Interview the Interviewer


I recently experienced my first face-to-face interview at a small business in Seattle. No job offer came out of this interview, and that’s completely fine. In fact, it’s great because I learned a lot from the experience.

I went into the interview expecting to be asked the following types of questions:

  • Tell me about yourself?
  • What’s your greatest weakness?
  • How do you speak to an upset customer?

But I didn’t get asked any of these questions. Our interactions were short and, frankly, awkward. I was only asked a couple of simple questions, and I didn’t provide very long answers to the questions. On my end, I prepared and asked three questions that only furthered the already minimal amount of dialogue at hand. From this, I have realized that the energy level of others either feeds or saps one’s energy, enthusiasm, or authenticity. All of this remains true if I don’t work to fight against this tendency.
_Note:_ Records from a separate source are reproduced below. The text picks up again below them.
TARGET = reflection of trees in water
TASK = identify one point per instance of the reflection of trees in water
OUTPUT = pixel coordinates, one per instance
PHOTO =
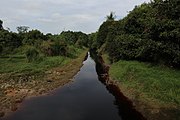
(125, 106)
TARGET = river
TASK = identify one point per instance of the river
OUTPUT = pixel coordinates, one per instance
(86, 98)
“To expect the unexpected shows a thoroughly modern intellect” —Oscar Wilde

The cliché saying: expect the unexpected, shouldn’t go overlooked. I went into the interview expecting to be grilled with questions when in reality I was asked very little. This threw me off. I was most concerned about being well qualified for the job when I should have been focused on showing the interviewer the curious, detailed-oriented person that I am. No matter how qualified a job candidate may be, what is most important for the interviewee is to give the interviewer a sense of his/her personality. The interviewer wants to know how the candidate adds or creates value, and if the candidate is likeable, agreeable, and the correct fit for the work environment.
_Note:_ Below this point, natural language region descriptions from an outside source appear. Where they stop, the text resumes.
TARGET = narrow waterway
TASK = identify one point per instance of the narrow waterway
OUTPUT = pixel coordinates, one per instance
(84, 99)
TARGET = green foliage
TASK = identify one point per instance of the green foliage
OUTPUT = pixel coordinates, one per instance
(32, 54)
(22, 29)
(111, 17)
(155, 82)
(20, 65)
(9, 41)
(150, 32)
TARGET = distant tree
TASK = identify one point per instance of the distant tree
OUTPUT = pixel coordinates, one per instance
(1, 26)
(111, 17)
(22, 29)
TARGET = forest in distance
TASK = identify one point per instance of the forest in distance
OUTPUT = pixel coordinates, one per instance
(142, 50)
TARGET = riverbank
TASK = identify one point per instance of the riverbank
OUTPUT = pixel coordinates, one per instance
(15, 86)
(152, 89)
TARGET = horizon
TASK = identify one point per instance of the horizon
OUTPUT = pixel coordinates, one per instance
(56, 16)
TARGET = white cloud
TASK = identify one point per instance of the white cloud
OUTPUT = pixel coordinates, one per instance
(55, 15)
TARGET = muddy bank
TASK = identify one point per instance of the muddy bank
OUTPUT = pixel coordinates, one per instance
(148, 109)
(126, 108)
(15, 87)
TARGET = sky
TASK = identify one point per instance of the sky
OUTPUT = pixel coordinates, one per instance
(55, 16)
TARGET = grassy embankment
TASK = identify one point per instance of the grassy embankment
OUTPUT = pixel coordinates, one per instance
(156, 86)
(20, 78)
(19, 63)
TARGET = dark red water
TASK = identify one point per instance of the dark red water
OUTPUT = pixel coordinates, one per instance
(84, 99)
My body language didn’t show a high level of interest

My body language was a little too stiff, a little too much on the reserved side of things. Way back in the spring of 2013, I was introduced to the power of body language by Dr. Bob Trumpy, professor at CWU. During a business communication course, Dr. Trumpy showed a TED Talk presented by Amy Cuddy, social psychologist and professor at Harvard.

In her immensely popular video, Amy shares research centered around this deceptively phrased idea: “fake it to become it”. This statement has nothing to do with being a fraud. The meaning is just the opposite in the sense that posture, hand placement, gestures, and overall disposition creates real, physical, chemical changes in the brain. These changes allow us to become better leaders, followers, team members, or whatever else one might call a righteous hard-working citizen of the world.

In all future interactions, I will keep dialogue moving in a meaningful direction—even if the interviewer’s energy is low—and I will not shy away from being my true self. My true self is the confident, inquisitive, always-musing self that will be revealed at my next job interview.

Keep on power posing, World Wide Web!